I was pretty excited to visit Luoyang so I could explore the magnificent Longmen Grottoes and the legendary Shaolin Monastery, but my first day there was terrible.
After an awful sleeper train from Tai’An sharing a cabin with a woman and her baby who literally did not stop crying the entire night, taking a two-hour public bus through the city, not being able to get into the hostel, not being able to find an ATM which also meant not being able to buy food, and trying to catch a bus to the caves that never showed up… I decided to call it quits. I bought beer and snacks and spent the rest of the day in bed.

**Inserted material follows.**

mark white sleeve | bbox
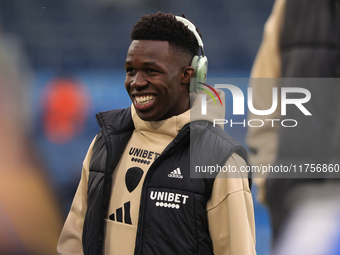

Luckily, the next two days were slightly more successful! I still never found a public bus that would take me to the Longmen Grottoes (you can’t use Google Maps in a country where Google is banned, and you can’t ask for directions in a city where no one speaks English), so I ended up taking a taxi for ¥20 ($3).
The Longmen Grottoes
I was sceptical to visit these after such a wonderful day exploring the Yungang Grottoes, but I had nothing to worry about. In fact, if I had to recommend just one, it would be the Longmen Grottoes! Although the caves themselves don’t have the colour or detail of Yungang, the scale of the complex will blow your mind.
The caves were dug from a 1km long stretch of cliff that runs along both banks of the Yi River. There are over 2000 cave shrines, 2860 inscriptions, 70 Buddhist pagodas and more than 100,000 statues of Buddhas (ranging from 2cm to 17.14m). Construction started in 493AD during the Northern Wei Dynasty.
Tickets cost ¥120 ($17.50) and include entrance to all grottoes, Bai Garden (Bai Juyi’s tomb) and Xiangshan Temple. It opens between 7 and 7:30 am but get there as early as possible to try and avoid the worst of the crowds.
The West Bank
You start the tour on the tree-lined street along the west bank and it’s here that you’ll find some of the most impressive grottoes – Guyangdong, Binyang, and Fengxian. I managed to stay just ahead of the biggest groups of people so it was quite peaceful, but I can imagine it’s tricky navigating the higher, narrow walkways when it’s busy.
I don’t really know how to adequately describe this place… it was incredible, very impressive, awe-inspiring, yada-yada-yada. The photos don’t do it justice, and you could never appreciate the scale of things until you’ve stood there yourself under the towering Lu She Na buddha.
The East Bank
As you cross the bridge to the east bank you get the perfect panoramic view of the west side and its honeycomb carvings. While this side isn’t as impressive, you can still explore the museum and a number of smaller caves hidden in the hills. Follow the river north eventually you’ll come to the Xiang Shan Temple, and finally to Bai Juyi Tomb and Garden. From there it’s a short walk back across the river to the entrance, where you’ll be able to flag down a taxi to take you back to your hostel or hotel for another ¥20.
The Shaolin Monastery
I thought this place, also known as the Shaolin Temple, was as famous as the Terracotta Warriors or the Forbidden City, but it turns out hardly anyone has heard of it. What’s wrong with you people? Haven’t you ever seen a kung-fu movie? This UNESCO World Heritage Site is the main temple of the Shaolin school of Buddhism, and it’s absolutely worth a visit.
You can spend an entire day strolling through the grounds of this huge complex, watching the young monks train in their deadly yet beautiful form of martial arts while also exploring many temples and the Forest of Steles. It might be cheesy, but one of the main draws was the Kung Fu Show. It’s on a few times a day and features some of their best students fighting with such grace, and bending their bodies into impossible positions while they do it.
To get here from Luoyang, make your way to the Central Bus Station (outside the Luoyang Railway Station) and you can catch one of many local buses heading towards Dengfeng, just tell the driver you want to get off at Shaolin Temple. Coming home is even easier, you can pretty much hop on any bus leaving the car parks outside the main gate, before you even get to the road. The bus tickets were ¥20 ($2.75) each way, and entrance cost ¥80 ($11.60) which is actually quite reasonable for China.